Demi Lovato is literally begging President Donald Trump to be the leader America desperately needs during ongoing social unrest across the U.S. She says payback will come when he’s voted out of office in November.
Donald Trump is under fire for not showing any compassion or understanding towards the social unrest gripping the nation following the police-custody death of George Floyd. Singer Demi Lovato is pleading with the 73-year-old president to step up to the plate and help bring some calming leadership to the violent clashes involving police and peaceful protest marchers. Because instead, he’s stoked the flames by threatening military action on U.S. citizens. She directly addressed him in a new message and asked him to do his job in leading the country through the crisis with constructive action.
Demi wrote in a June 2 Instagram story, “Donald Trump — Be the f**king leader we need you to be. I’m actually begging you because we’re stuck with you until November, then you will have to pay for your silence, lack of leadership & action.” Trump waited until June 1 to give a live address about clashes between police and those peacefully protesting Floyd’s May 25 death, which escalated over the weekend in numerous cities across the country.

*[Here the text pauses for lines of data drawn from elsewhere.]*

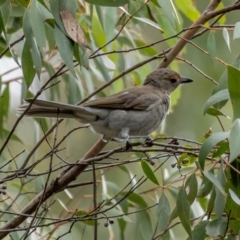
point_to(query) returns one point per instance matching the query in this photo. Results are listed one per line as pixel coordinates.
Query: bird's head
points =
(165, 80)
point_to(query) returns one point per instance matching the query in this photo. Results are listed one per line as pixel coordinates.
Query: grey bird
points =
(132, 113)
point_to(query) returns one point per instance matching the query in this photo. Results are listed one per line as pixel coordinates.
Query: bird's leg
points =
(105, 138)
(135, 137)
(123, 135)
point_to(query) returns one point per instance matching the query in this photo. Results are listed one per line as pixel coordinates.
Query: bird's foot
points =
(148, 142)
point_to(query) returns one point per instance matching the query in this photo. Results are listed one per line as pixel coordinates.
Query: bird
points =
(132, 113)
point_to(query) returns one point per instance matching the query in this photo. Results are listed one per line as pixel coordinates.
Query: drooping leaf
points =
(36, 57)
(234, 197)
(236, 32)
(215, 182)
(216, 98)
(209, 143)
(163, 213)
(215, 112)
(205, 187)
(73, 29)
(27, 65)
(136, 198)
(37, 25)
(222, 148)
(234, 89)
(191, 183)
(199, 231)
(65, 47)
(183, 209)
(234, 140)
(211, 45)
(149, 172)
(216, 228)
(4, 105)
(110, 3)
(220, 200)
(226, 38)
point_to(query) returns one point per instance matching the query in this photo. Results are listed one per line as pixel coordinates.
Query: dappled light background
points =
(185, 120)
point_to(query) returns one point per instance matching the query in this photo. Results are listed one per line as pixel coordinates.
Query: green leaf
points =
(149, 172)
(216, 112)
(234, 197)
(65, 47)
(110, 3)
(205, 187)
(215, 182)
(145, 225)
(136, 198)
(211, 44)
(14, 137)
(169, 11)
(6, 11)
(234, 89)
(55, 9)
(81, 56)
(36, 57)
(191, 183)
(226, 38)
(199, 231)
(217, 97)
(222, 148)
(236, 31)
(188, 8)
(234, 140)
(145, 20)
(4, 103)
(209, 144)
(211, 201)
(27, 65)
(23, 3)
(183, 209)
(163, 213)
(216, 228)
(220, 200)
(37, 24)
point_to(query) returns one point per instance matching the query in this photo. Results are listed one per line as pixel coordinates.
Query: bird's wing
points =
(139, 98)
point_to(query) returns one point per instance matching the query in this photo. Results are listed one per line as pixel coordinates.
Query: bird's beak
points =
(185, 80)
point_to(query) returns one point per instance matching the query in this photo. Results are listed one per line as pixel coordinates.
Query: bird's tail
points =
(49, 109)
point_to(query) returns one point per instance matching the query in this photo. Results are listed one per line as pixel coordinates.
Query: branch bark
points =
(72, 173)
(56, 185)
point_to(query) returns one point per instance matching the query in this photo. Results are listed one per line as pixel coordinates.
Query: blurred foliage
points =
(195, 195)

Rather than show understanding or provide pleas for calm during the nationwide crisis, Trump did the opposite. He threatened military action following the looting that had erupted in numerous cities after peaceful protests calling for racial justice. In an extraordinary speech from the White House Rose Garden on Monday, he declared, “If a city or state refuses to take the actions necessary to defend the life and property of their residents, then I will deploy the United States military and quickly solve the problem for them.”

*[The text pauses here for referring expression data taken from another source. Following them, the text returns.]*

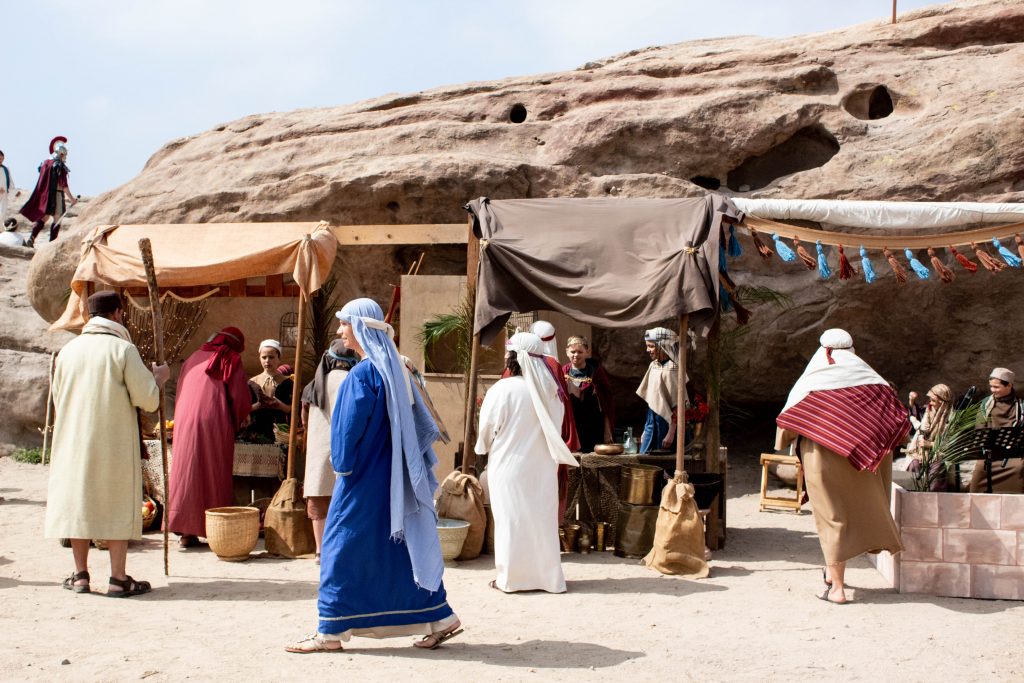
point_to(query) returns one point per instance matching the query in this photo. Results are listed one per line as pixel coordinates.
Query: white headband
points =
(271, 343)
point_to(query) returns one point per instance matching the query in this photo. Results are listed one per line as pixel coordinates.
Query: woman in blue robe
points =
(381, 563)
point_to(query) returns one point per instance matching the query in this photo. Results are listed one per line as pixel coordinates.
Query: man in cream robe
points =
(518, 429)
(95, 486)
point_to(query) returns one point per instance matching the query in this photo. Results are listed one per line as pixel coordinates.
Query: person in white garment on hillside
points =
(518, 429)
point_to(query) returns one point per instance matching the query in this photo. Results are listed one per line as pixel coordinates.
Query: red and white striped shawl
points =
(862, 423)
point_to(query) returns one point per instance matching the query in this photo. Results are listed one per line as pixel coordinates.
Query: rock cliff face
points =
(928, 109)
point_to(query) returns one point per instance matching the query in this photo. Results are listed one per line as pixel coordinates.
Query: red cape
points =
(35, 208)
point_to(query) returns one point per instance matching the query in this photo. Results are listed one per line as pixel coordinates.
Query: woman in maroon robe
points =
(212, 402)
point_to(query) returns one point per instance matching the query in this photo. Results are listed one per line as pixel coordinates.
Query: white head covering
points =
(833, 367)
(270, 343)
(1003, 374)
(541, 383)
(546, 334)
(666, 339)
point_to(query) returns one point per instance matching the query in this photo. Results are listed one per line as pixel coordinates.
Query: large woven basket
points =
(453, 535)
(232, 531)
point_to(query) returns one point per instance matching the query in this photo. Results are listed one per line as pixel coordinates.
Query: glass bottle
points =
(629, 444)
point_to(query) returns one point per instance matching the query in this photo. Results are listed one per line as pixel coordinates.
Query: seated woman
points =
(933, 422)
(271, 393)
(590, 394)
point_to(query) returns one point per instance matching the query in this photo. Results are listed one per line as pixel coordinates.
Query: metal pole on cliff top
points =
(293, 440)
(158, 343)
(684, 321)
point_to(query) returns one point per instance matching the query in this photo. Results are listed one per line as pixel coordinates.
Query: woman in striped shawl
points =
(846, 420)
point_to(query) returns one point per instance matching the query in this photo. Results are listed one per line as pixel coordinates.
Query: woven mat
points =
(253, 460)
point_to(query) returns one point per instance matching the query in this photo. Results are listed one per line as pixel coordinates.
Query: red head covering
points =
(226, 345)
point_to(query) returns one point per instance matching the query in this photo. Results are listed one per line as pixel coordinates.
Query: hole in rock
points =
(809, 147)
(706, 181)
(517, 114)
(869, 102)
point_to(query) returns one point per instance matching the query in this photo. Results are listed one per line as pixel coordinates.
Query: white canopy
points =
(892, 215)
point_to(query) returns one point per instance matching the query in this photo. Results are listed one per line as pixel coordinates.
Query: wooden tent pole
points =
(684, 321)
(158, 344)
(296, 388)
(49, 410)
(472, 265)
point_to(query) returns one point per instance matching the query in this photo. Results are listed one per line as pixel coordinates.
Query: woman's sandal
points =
(129, 587)
(313, 643)
(433, 641)
(69, 583)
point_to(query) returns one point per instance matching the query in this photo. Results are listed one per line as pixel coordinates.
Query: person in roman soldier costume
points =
(49, 198)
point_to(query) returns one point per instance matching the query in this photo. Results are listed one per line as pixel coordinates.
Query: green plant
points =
(455, 327)
(947, 450)
(31, 456)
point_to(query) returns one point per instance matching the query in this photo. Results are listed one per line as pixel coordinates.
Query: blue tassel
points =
(918, 266)
(1007, 255)
(735, 251)
(823, 268)
(866, 265)
(782, 249)
(723, 298)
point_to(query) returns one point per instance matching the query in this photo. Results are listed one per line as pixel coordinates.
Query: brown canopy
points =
(192, 255)
(610, 262)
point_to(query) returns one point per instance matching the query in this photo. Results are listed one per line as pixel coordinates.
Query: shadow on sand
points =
(532, 653)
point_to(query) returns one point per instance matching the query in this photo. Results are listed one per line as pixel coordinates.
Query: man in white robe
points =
(95, 487)
(518, 429)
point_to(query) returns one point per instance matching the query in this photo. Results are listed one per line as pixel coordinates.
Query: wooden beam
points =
(422, 233)
(274, 285)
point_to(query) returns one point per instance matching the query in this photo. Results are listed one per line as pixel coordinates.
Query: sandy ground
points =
(755, 619)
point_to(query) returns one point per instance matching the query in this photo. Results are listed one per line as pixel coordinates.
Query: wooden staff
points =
(158, 344)
(49, 407)
(296, 387)
(472, 267)
(684, 321)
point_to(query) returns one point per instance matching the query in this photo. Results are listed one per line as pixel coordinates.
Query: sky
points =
(120, 78)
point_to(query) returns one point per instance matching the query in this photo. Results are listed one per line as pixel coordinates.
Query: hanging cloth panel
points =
(608, 262)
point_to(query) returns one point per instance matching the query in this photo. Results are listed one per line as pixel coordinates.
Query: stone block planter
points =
(957, 545)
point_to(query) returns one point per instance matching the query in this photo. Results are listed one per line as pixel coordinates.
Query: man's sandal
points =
(433, 641)
(314, 643)
(129, 587)
(69, 583)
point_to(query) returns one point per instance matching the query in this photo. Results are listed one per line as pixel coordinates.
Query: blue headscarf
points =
(413, 432)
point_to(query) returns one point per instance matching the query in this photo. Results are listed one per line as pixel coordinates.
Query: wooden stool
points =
(794, 504)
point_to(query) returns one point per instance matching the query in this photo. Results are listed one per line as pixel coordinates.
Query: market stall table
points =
(257, 469)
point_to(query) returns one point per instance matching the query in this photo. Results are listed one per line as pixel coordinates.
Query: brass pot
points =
(636, 483)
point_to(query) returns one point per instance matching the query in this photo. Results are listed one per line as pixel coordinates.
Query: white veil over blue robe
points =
(413, 432)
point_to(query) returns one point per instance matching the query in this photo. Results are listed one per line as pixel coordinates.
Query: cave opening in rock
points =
(517, 114)
(809, 147)
(880, 104)
(706, 181)
(869, 102)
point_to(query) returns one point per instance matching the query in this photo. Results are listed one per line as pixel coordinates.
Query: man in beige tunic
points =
(95, 486)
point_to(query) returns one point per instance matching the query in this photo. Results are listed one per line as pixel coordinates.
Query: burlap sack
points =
(287, 529)
(679, 536)
(462, 498)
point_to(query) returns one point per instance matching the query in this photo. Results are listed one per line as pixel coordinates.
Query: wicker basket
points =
(453, 535)
(280, 435)
(232, 531)
(150, 516)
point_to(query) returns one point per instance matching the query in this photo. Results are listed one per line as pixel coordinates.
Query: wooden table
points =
(253, 464)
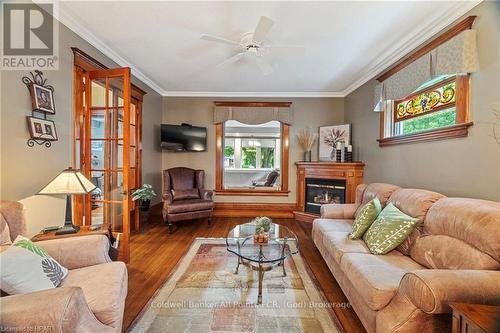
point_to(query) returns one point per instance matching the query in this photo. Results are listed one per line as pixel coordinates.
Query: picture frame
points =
(329, 136)
(42, 129)
(42, 98)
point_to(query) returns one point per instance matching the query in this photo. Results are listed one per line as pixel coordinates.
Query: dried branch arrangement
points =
(306, 139)
(496, 126)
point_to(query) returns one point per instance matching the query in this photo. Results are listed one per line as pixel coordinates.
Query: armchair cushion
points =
(26, 268)
(206, 194)
(60, 310)
(192, 193)
(191, 205)
(105, 289)
(431, 290)
(68, 251)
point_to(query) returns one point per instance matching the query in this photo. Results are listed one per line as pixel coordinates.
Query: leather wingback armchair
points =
(184, 196)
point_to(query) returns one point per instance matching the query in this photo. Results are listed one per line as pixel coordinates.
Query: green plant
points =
(228, 151)
(262, 224)
(267, 157)
(249, 157)
(145, 193)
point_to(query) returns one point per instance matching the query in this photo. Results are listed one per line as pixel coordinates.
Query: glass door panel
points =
(108, 162)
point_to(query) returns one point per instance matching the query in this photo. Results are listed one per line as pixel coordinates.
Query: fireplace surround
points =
(328, 183)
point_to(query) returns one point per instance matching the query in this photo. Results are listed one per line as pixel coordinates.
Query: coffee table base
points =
(261, 269)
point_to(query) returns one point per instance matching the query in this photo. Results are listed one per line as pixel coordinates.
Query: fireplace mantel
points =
(352, 173)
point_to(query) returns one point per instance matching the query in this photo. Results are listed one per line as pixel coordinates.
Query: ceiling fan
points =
(254, 46)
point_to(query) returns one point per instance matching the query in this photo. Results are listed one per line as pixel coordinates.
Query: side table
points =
(84, 231)
(475, 318)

Video from Floyd’s May 25 arrest in Minneapolis quickly went viral, showing the 46-year-old handcuffed and face down on the ground while Officer Derek Chauvin, 44, kneeled on his neck. Floyd repeatedly told the officer he couldn’t breathe, before losing consciousness and later dying. Chauvin was arrested and charged on May 29 with third-degree murder and second-degree manslaughter in connection with Floyd’s death. Ever since the incident, protests have grown louder and larger about the racial divide in America and alleged police brutality against black citizens.
While Trump was rage tweeting “LAW AND ORDER,” his predecessor President Barack Obama, 58, kept tweeting positive and thoughtful messages of hope in stark contrast. On June 1, he wrote, “I know the past few months have been hard and dispiriting. But watching the heightened activism of young people makes me hopeful. And if we can keep channeling our justifiable anger into peaceful, sustained, and effective action, this can be the moment when real change starts.” In other words, being a real leader and listening to the anger and pain of so many Americans.